That Was The Week That Was

This week I paid tribute to my boss, reflected on Charles Lindbergh’s interest in primitive societies, and talked about college basketball and athletic labor. Elsewhere:

Brooks, The Second Mountain
Brooks’ newest book is due out next month…

• David Brooks offered one of the rarest spectacles in 21st century American political discourse: a pundit who was convinced by others’ arguments to change his mind on a controversial topic.

• I was initially predisposed to pay little attention to the revelations about my state’s senior senator, but Caitlin Flanagan’s reflection on Amy Klobuchar’s treatment of her staff had me thinking again.

• I’m not a one-issue voter, but coming out in favor of my favorite science fiction universe certainly won’t hurt your chances with me.

• It’s time to start thinking about the semiquincentennial of the Revolutionary War.

• One of the places we’ll be headed on our June world wars tour is the Belgian city of Ieper (Ypres), which has been a destination for World War I tourists almost since the end of that war.

• A brief reminder that the original New Deal was also “green.”

• For Eboo Patel, the Jussie Smollett case pointed to the inherent limits of “identity politics.”

• Thanks to one of my state’s representatives in the U.S. Congress, we’re again wrestling with how to offer legitimate criticism of Israel without exacerbating the revived problem of anti-Semitism.

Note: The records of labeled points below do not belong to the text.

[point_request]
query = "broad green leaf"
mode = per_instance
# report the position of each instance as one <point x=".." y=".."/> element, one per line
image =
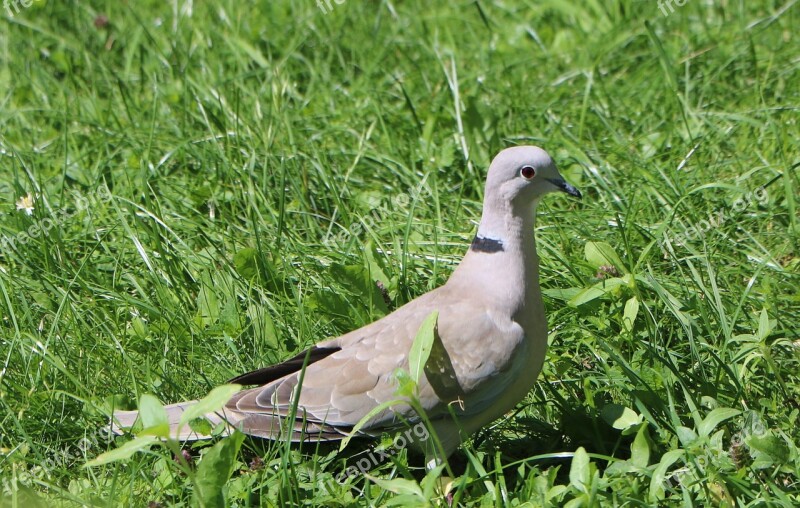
<point x="245" y="262"/>
<point x="421" y="348"/>
<point x="579" y="470"/>
<point x="602" y="254"/>
<point x="629" y="315"/>
<point x="714" y="418"/>
<point x="659" y="480"/>
<point x="212" y="402"/>
<point x="596" y="291"/>
<point x="215" y="469"/>
<point x="620" y="417"/>
<point x="153" y="417"/>
<point x="123" y="452"/>
<point x="686" y="435"/>
<point x="202" y="426"/>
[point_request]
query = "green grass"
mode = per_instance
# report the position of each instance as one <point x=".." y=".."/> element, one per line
<point x="225" y="126"/>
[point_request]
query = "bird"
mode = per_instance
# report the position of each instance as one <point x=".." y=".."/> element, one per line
<point x="489" y="346"/>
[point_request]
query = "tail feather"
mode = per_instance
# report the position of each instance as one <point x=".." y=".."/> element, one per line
<point x="123" y="421"/>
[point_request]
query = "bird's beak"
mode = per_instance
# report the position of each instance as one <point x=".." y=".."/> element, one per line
<point x="562" y="185"/>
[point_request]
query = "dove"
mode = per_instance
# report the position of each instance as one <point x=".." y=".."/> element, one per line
<point x="489" y="343"/>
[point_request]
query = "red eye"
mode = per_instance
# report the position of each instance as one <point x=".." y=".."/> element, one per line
<point x="527" y="172"/>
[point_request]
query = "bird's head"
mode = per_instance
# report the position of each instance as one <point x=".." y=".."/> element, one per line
<point x="523" y="174"/>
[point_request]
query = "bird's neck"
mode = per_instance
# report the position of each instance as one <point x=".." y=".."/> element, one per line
<point x="501" y="264"/>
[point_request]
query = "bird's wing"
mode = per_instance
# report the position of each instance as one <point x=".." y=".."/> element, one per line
<point x="353" y="374"/>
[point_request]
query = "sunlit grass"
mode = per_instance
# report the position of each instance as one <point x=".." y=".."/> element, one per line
<point x="218" y="185"/>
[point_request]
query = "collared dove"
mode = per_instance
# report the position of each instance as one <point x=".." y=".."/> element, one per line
<point x="491" y="325"/>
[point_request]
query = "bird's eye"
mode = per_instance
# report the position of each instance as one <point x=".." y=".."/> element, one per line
<point x="527" y="172"/>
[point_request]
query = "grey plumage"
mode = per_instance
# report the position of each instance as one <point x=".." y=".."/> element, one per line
<point x="489" y="349"/>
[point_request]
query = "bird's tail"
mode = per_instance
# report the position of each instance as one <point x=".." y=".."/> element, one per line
<point x="123" y="421"/>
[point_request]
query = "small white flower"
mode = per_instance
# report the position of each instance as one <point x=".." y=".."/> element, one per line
<point x="26" y="203"/>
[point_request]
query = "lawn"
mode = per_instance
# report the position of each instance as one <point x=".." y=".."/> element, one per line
<point x="190" y="190"/>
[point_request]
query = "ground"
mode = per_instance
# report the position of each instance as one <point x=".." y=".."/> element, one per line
<point x="189" y="190"/>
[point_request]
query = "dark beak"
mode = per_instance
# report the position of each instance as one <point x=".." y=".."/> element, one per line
<point x="564" y="186"/>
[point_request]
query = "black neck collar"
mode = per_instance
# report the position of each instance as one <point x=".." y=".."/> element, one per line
<point x="487" y="245"/>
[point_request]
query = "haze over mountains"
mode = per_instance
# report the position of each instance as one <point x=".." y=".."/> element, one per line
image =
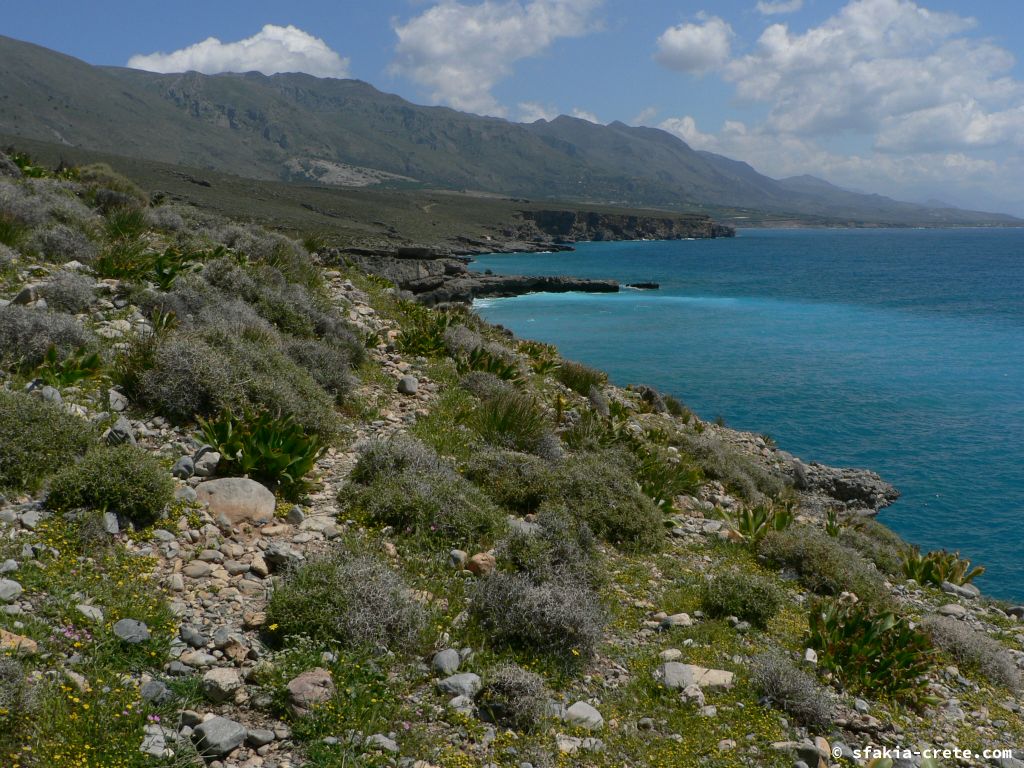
<point x="346" y="132"/>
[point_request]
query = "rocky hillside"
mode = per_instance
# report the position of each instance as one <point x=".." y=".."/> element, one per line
<point x="261" y="510"/>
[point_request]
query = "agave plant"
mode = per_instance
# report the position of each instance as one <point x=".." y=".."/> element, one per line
<point x="936" y="567"/>
<point x="264" y="446"/>
<point x="74" y="368"/>
<point x="875" y="651"/>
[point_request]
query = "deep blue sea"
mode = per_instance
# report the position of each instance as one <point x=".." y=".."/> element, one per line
<point x="899" y="350"/>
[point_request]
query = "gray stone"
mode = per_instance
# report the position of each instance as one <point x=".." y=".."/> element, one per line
<point x="121" y="433"/>
<point x="9" y="590"/>
<point x="183" y="468"/>
<point x="131" y="631"/>
<point x="380" y="741"/>
<point x="90" y="611"/>
<point x="445" y="662"/>
<point x="680" y="676"/>
<point x="465" y="684"/>
<point x="409" y="385"/>
<point x="238" y="499"/>
<point x="310" y="688"/>
<point x="156" y="692"/>
<point x="218" y="736"/>
<point x="221" y="684"/>
<point x="206" y="465"/>
<point x="583" y="715"/>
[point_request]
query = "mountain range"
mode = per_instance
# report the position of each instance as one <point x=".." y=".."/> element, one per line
<point x="297" y="127"/>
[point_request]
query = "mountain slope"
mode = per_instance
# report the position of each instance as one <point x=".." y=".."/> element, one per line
<point x="298" y="127"/>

• The Catholic church “is not afraid of history,” said Pope Francis, explaining his decision finally to open secret Holocaust-era archives dealing with his controversial predecessor, Pius XII.

• Melissa Borja taught us about the variety of the Lenten diet for American Catholics: not just fish fries, but cheese pizza and muskrat feeds.

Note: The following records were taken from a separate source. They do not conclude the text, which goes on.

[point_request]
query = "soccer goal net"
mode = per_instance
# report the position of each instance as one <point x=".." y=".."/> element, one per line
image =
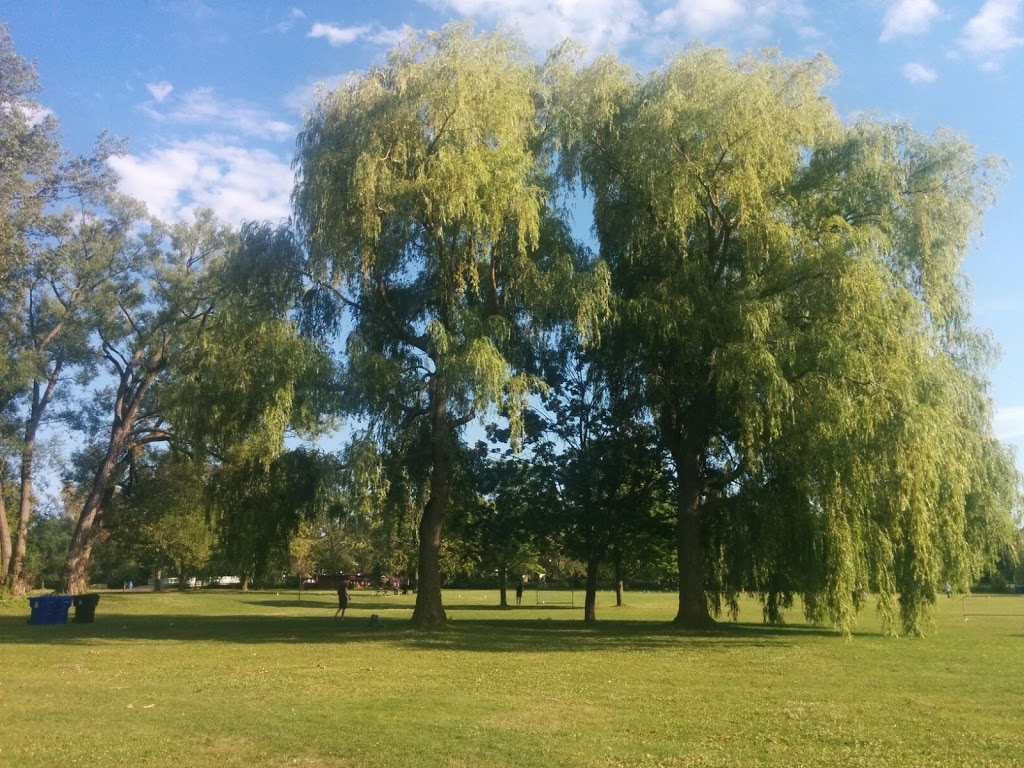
<point x="555" y="594"/>
<point x="993" y="606"/>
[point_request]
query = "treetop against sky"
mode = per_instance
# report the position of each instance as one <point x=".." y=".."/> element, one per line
<point x="212" y="94"/>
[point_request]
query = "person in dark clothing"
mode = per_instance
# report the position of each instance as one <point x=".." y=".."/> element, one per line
<point x="342" y="597"/>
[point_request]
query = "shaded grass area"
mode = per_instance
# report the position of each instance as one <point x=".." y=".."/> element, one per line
<point x="226" y="679"/>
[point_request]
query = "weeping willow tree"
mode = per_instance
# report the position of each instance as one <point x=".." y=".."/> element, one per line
<point x="801" y="333"/>
<point x="425" y="200"/>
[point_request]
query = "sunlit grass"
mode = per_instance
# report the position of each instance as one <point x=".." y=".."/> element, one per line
<point x="229" y="679"/>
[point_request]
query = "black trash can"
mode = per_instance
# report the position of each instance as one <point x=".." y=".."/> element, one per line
<point x="85" y="608"/>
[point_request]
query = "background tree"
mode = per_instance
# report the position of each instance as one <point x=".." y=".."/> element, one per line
<point x="423" y="192"/>
<point x="159" y="516"/>
<point x="167" y="297"/>
<point x="56" y="260"/>
<point x="793" y="289"/>
<point x="507" y="520"/>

• My nine-year old son eats pretty much the same breakfast and (if brought from home) lunch every day. And he might be on to something with that sameness.

Ammerman, Baptist Battles• Is the United Methodist Church about to experience its version of the Southern Baptists’ “Conservative Resurgence”? Nancy Ammerman shared some lessons from the recent past.

• What does it mean to be a Bible-believing Christian? Not necessarily hyper-literalism

• It’s not every week that you see a post about Christian colleges at the blog of the Organization of American Historians. Thanks to Jesse Curtis for writing about the difficult history of African American students at institutions like Bethel.

• Former North Park campus pastor Judy Peterson, who lost her job after officiating at a same-sex wedding, told her story to a wider audience.

• I’ve only had one student in the past five years tell me that they took a gap year, but perhaps the phenomenon is growing.